BERLIN—German prosecutors have widened their investigation into Volkswagen’s handling of the emissions scandal to include its board chairman, Hans Dieter Poetsch, the company said Sunday.
Poetsch was VW’s chief financial officer when the company’s efforts to rig cars to cheat on U.S. diesel emissions tests became public in September 2015.
Volkswagen said in a statement that prosecutors in the German city of Braunschweig are investigating three members of the board including Poetsch. Prosecutors were already investigating former Volkswagen CEO Martin Winterkorn and VW brand chief Herbert Diess over allegations they didn’t inform investors soon enough.
VW rejects those allegations.
“Based on careful examination by internal and external legal experts, the company reaffirms its belief that the Volkswagen board of management duly fulfilled its disclosure obligation under German capital markets law,” it said in the statement Sunday.

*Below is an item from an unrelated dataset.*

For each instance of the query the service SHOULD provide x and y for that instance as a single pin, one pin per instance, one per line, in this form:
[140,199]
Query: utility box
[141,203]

The company said VW and Poetsch would “continue to give the inquiries by the public prosecutor’s office their full support.”
German law requires publicly traded companies to alert investors as soon as they become aware of unforeseen developments that could affect a decision to buy or sell the stock.
The company has acknowledged learning in May 2014 that an environmental group had uncovered emissions irregularities, but that top officials didn’t discuss the matter until more than a year later. The U.S. Environmental Protection Agency issued a violation notice on Sept. 18, 2015, leading Volkswagen to assess the risks as more serious and issue its investor advisory on Sept. 22, 2015.
Last month, a U.S. federal judge in San Francisco approved a $15 billion settlement under which Volkswagen will buy back or fix almost half a million cars affected by the emissions scandal in the United States.